Projects

The NEARBY project aims to develop variability-free BCI systems for use outside the laboratory. To this end, a comprehensive database will be created in which EEG data from various test subjects is recorded over longer periods of time under different conditions and in different environments.The aim is to better understand the variability of the data under different conditions and to develop new algorithms that can reduce or even completely suppress this variability.

HAIKU – It is essential both for safe operations, and for society in general, that the people who currently keep aviation so safe can work with, train and supervise these AI systems, and that future autonomous AI systems make judgements and decisions that would be acceptable to humans. HAIKU will pave the way for human-centric-AI by developing new AI-based ‘Digital Assistants’, and associated Human-AI Teaming practices, guidance and assurance processes, via the exploration of interactive AI prototypes in a wide range of aviation contexts.

BIGEKO – Sign Language Recognition Model for bidirectional translation of sign language and text including emotional information.

MITHOS – Interactive Training in Mixed-Reality to Dealing with Heterogeneity and Conflict Situations at School. The goal of MITHOS is to support a sustainable acquisition of social skills for the classroom through mixed-reality. MITHOS provides realistic socio-emotional training scenarios, in which teachers and teacher trainees can prepare better for the challenges when facing conflicts in heterogeneous groups in class.


Past Projects

The main goal of the EXPECT project is the development of an adaptive, self-learning platform for human-robot collaboration that not only enables various types of active interaction, but is also capable of inferring human intention from multimodal data (gestures, speech, eye movements, and brain activity). In the project, methods for automated labeling and joint evaluation of multimodal human data will be developed and evaluated in test scenarios.

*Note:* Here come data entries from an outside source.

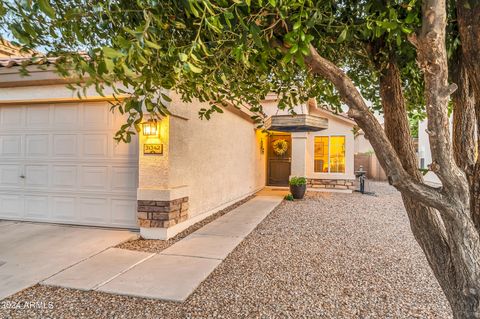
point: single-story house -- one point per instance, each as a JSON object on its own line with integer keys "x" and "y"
{"x": 60, "y": 163}
{"x": 366, "y": 159}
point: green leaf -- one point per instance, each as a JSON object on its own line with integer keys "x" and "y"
{"x": 46, "y": 8}
{"x": 217, "y": 109}
{"x": 111, "y": 53}
{"x": 194, "y": 68}
{"x": 183, "y": 57}
{"x": 152, "y": 45}
{"x": 109, "y": 65}
{"x": 342, "y": 36}
{"x": 297, "y": 25}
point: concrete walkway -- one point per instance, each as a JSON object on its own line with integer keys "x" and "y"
{"x": 31, "y": 252}
{"x": 177, "y": 271}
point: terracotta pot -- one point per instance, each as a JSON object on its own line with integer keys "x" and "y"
{"x": 298, "y": 191}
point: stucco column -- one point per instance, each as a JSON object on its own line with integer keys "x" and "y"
{"x": 160, "y": 207}
{"x": 299, "y": 154}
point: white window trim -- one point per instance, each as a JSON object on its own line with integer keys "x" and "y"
{"x": 328, "y": 152}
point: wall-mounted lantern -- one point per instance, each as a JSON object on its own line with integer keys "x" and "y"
{"x": 150, "y": 128}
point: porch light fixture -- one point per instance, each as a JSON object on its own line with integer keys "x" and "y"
{"x": 150, "y": 128}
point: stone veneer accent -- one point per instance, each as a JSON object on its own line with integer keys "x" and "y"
{"x": 162, "y": 214}
{"x": 331, "y": 183}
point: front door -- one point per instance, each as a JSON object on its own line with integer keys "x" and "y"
{"x": 279, "y": 159}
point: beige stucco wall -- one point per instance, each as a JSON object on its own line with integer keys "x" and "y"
{"x": 220, "y": 160}
{"x": 362, "y": 145}
{"x": 337, "y": 127}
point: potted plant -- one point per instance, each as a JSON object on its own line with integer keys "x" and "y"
{"x": 298, "y": 186}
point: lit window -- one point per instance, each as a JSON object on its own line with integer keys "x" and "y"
{"x": 329, "y": 155}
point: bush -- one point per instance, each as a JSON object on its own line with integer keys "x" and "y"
{"x": 297, "y": 181}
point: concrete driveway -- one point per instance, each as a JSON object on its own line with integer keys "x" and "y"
{"x": 31, "y": 252}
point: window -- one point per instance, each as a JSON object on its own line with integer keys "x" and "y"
{"x": 329, "y": 154}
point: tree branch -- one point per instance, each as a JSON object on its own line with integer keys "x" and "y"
{"x": 432, "y": 58}
{"x": 359, "y": 111}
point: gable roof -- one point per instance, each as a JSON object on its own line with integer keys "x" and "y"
{"x": 8, "y": 50}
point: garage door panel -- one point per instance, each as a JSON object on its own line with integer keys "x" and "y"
{"x": 12, "y": 117}
{"x": 95, "y": 117}
{"x": 123, "y": 150}
{"x": 64, "y": 177}
{"x": 66, "y": 115}
{"x": 10, "y": 175}
{"x": 65, "y": 145}
{"x": 74, "y": 171}
{"x": 11, "y": 206}
{"x": 63, "y": 208}
{"x": 36, "y": 207}
{"x": 95, "y": 210}
{"x": 37, "y": 145}
{"x": 11, "y": 146}
{"x": 36, "y": 176}
{"x": 94, "y": 177}
{"x": 122, "y": 178}
{"x": 95, "y": 145}
{"x": 38, "y": 116}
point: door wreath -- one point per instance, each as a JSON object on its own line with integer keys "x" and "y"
{"x": 280, "y": 146}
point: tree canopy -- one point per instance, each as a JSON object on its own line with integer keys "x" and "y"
{"x": 218, "y": 51}
{"x": 402, "y": 55}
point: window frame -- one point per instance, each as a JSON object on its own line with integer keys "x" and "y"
{"x": 328, "y": 153}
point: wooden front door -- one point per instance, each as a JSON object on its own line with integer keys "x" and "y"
{"x": 278, "y": 162}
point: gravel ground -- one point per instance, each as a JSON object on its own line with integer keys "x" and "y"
{"x": 328, "y": 256}
{"x": 156, "y": 246}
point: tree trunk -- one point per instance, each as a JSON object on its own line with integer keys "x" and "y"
{"x": 468, "y": 17}
{"x": 458, "y": 265}
{"x": 463, "y": 117}
{"x": 422, "y": 217}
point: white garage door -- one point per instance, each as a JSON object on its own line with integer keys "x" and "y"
{"x": 60, "y": 164}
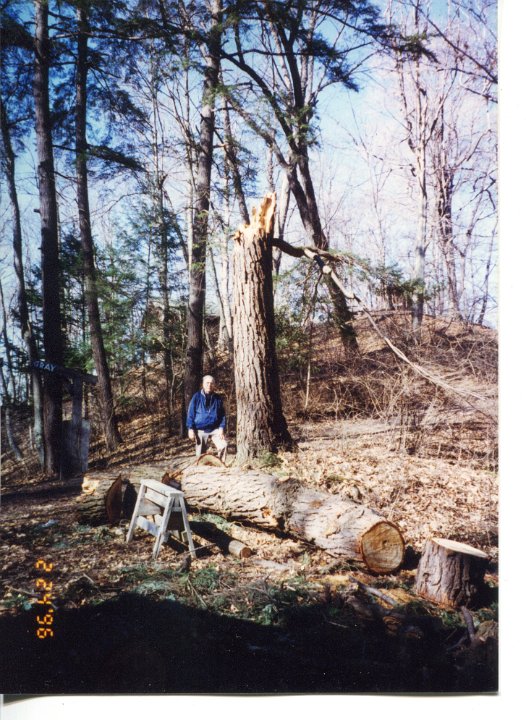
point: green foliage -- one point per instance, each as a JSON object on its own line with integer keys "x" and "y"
{"x": 292, "y": 341}
{"x": 205, "y": 579}
{"x": 269, "y": 460}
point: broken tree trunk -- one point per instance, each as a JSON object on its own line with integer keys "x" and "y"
{"x": 450, "y": 573}
{"x": 101, "y": 499}
{"x": 261, "y": 424}
{"x": 331, "y": 522}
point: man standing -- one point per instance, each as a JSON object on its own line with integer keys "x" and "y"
{"x": 206, "y": 419}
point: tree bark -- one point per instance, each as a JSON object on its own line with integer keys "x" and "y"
{"x": 197, "y": 259}
{"x": 332, "y": 522}
{"x": 22, "y": 304}
{"x": 52, "y": 326}
{"x": 104, "y": 388}
{"x": 450, "y": 573}
{"x": 261, "y": 425}
{"x": 101, "y": 500}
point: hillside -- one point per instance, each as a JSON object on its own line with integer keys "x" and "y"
{"x": 423, "y": 455}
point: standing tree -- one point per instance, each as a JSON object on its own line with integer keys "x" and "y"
{"x": 23, "y": 305}
{"x": 52, "y": 325}
{"x": 197, "y": 257}
{"x": 287, "y": 57}
{"x": 261, "y": 425}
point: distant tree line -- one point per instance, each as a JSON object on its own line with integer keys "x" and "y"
{"x": 136, "y": 135}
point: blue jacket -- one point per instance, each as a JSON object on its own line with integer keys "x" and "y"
{"x": 206, "y": 412}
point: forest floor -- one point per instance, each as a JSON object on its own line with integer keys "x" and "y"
{"x": 289, "y": 618}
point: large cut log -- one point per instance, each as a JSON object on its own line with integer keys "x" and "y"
{"x": 450, "y": 573}
{"x": 334, "y": 523}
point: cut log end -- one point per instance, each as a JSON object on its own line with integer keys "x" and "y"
{"x": 382, "y": 548}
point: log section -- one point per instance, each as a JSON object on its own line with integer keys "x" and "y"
{"x": 450, "y": 573}
{"x": 332, "y": 522}
{"x": 101, "y": 499}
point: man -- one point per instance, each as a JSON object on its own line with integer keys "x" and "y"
{"x": 206, "y": 419}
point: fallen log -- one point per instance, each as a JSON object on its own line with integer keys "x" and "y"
{"x": 450, "y": 573}
{"x": 226, "y": 543}
{"x": 334, "y": 523}
{"x": 101, "y": 499}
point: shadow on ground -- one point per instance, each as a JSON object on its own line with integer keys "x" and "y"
{"x": 139, "y": 645}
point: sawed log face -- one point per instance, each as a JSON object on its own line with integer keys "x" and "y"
{"x": 332, "y": 522}
{"x": 450, "y": 573}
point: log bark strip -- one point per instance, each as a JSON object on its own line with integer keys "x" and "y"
{"x": 450, "y": 573}
{"x": 334, "y": 523}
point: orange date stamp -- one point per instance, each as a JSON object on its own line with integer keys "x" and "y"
{"x": 44, "y": 589}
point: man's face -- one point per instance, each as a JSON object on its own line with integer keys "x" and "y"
{"x": 208, "y": 385}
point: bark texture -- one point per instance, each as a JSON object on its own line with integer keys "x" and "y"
{"x": 101, "y": 499}
{"x": 52, "y": 326}
{"x": 22, "y": 302}
{"x": 261, "y": 425}
{"x": 334, "y": 523}
{"x": 450, "y": 573}
{"x": 104, "y": 388}
{"x": 197, "y": 260}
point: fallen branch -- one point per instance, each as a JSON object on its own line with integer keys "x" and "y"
{"x": 323, "y": 258}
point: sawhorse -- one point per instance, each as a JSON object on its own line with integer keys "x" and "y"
{"x": 159, "y": 501}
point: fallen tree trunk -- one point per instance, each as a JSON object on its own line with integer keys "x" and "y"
{"x": 332, "y": 522}
{"x": 226, "y": 543}
{"x": 101, "y": 499}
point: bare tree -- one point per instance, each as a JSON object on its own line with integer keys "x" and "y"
{"x": 22, "y": 302}
{"x": 104, "y": 388}
{"x": 52, "y": 325}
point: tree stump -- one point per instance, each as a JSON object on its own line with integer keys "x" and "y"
{"x": 450, "y": 573}
{"x": 101, "y": 499}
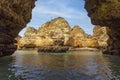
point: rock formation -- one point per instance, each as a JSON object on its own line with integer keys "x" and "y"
{"x": 101, "y": 34}
{"x": 106, "y": 13}
{"x": 76, "y": 37}
{"x": 51, "y": 33}
{"x": 14, "y": 15}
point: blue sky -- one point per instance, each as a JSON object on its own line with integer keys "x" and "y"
{"x": 72, "y": 10}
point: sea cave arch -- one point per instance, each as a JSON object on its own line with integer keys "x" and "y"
{"x": 15, "y": 14}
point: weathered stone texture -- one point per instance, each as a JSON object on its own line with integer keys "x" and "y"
{"x": 14, "y": 15}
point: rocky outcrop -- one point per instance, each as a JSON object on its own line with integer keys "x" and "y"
{"x": 14, "y": 15}
{"x": 78, "y": 38}
{"x": 106, "y": 13}
{"x": 114, "y": 41}
{"x": 51, "y": 33}
{"x": 100, "y": 33}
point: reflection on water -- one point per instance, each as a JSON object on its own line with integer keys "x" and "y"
{"x": 73, "y": 65}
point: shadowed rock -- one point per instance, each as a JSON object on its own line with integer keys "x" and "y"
{"x": 14, "y": 15}
{"x": 53, "y": 49}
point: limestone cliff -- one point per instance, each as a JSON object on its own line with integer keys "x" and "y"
{"x": 76, "y": 36}
{"x": 104, "y": 12}
{"x": 14, "y": 15}
{"x": 101, "y": 34}
{"x": 50, "y": 33}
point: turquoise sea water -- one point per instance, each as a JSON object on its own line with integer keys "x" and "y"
{"x": 73, "y": 65}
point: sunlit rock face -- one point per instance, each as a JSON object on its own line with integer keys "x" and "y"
{"x": 106, "y": 13}
{"x": 14, "y": 15}
{"x": 101, "y": 34}
{"x": 54, "y": 32}
{"x": 77, "y": 34}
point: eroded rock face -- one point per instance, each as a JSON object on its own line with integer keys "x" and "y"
{"x": 100, "y": 33}
{"x": 104, "y": 12}
{"x": 54, "y": 32}
{"x": 76, "y": 36}
{"x": 14, "y": 15}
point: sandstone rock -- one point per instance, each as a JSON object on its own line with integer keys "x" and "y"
{"x": 51, "y": 33}
{"x": 14, "y": 15}
{"x": 104, "y": 12}
{"x": 101, "y": 34}
{"x": 76, "y": 37}
{"x": 90, "y": 43}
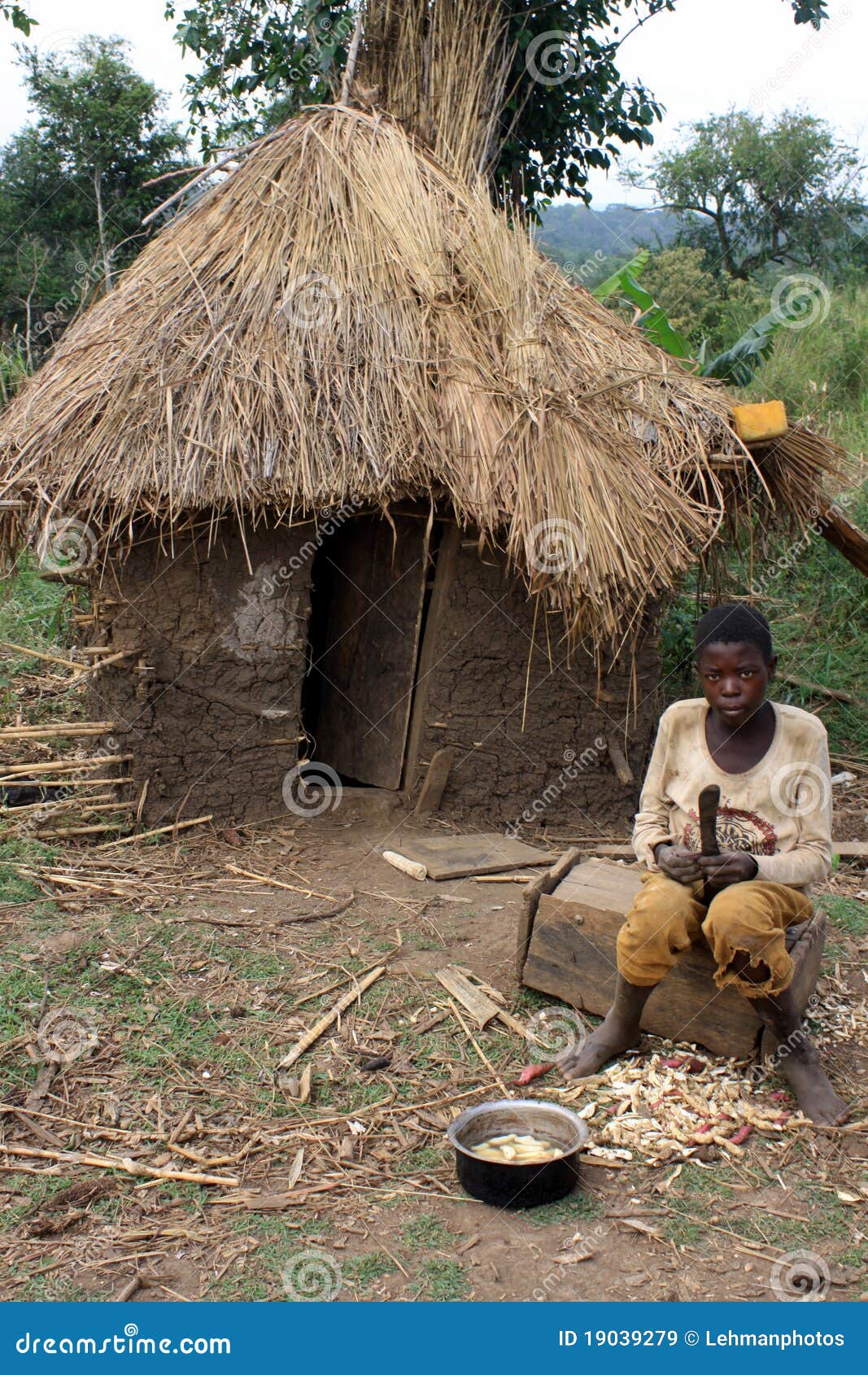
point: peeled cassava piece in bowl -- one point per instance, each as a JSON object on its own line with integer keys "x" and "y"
{"x": 517, "y": 1183}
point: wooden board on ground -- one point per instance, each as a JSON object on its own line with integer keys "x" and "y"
{"x": 573, "y": 956}
{"x": 457, "y": 857}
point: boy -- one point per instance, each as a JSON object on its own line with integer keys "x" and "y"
{"x": 774, "y": 838}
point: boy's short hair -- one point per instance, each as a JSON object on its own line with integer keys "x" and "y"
{"x": 734, "y": 623}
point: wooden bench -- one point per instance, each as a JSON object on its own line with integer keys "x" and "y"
{"x": 569, "y": 948}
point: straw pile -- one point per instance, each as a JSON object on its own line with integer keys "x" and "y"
{"x": 346, "y": 316}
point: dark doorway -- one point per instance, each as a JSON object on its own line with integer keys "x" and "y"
{"x": 368, "y": 597}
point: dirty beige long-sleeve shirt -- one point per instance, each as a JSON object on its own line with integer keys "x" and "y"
{"x": 780, "y": 810}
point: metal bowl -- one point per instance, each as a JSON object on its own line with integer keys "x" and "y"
{"x": 517, "y": 1185}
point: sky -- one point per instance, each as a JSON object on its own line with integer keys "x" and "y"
{"x": 702, "y": 59}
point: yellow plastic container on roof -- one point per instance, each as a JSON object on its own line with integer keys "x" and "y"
{"x": 760, "y": 421}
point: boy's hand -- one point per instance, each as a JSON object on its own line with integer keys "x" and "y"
{"x": 730, "y": 866}
{"x": 678, "y": 862}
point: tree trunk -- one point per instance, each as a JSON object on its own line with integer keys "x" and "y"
{"x": 101, "y": 229}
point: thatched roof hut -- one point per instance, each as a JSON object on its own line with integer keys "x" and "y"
{"x": 342, "y": 319}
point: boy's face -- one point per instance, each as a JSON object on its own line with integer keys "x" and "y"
{"x": 735, "y": 679}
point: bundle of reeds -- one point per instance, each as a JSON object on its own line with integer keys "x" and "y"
{"x": 440, "y": 69}
{"x": 347, "y": 316}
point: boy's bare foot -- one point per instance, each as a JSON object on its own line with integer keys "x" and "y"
{"x": 810, "y": 1084}
{"x": 618, "y": 1032}
{"x": 798, "y": 1060}
{"x": 614, "y": 1036}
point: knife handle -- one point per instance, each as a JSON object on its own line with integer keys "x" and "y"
{"x": 709, "y": 802}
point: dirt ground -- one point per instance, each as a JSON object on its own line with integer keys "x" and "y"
{"x": 186, "y": 980}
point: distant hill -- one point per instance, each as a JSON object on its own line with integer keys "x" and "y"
{"x": 587, "y": 241}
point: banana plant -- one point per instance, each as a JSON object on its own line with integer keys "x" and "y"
{"x": 736, "y": 364}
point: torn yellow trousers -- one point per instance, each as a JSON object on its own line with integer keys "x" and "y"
{"x": 667, "y": 918}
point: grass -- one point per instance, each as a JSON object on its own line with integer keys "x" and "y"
{"x": 440, "y": 1281}
{"x": 848, "y": 914}
{"x": 364, "y": 1271}
{"x": 427, "y": 1233}
{"x": 579, "y": 1206}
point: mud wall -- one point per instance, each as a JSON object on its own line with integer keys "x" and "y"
{"x": 547, "y": 762}
{"x": 208, "y": 696}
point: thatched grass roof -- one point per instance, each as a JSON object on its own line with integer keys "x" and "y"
{"x": 342, "y": 315}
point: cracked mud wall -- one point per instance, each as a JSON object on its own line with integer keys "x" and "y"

AVASAG focuses on two essential aspects for automatic sign animation for 3D avatars: 1. correctly and comprehensive input annotation – i.e., text input – as required for training data for machine learning (ML), 2. definition of an extended intermediate representation of signs, multi-modal signal streams, or MMS.

The MePheSTO vision is to break the scientific ground for the next generation of precision Psychiatry through social interaction analysis based on artificial intelligence methods.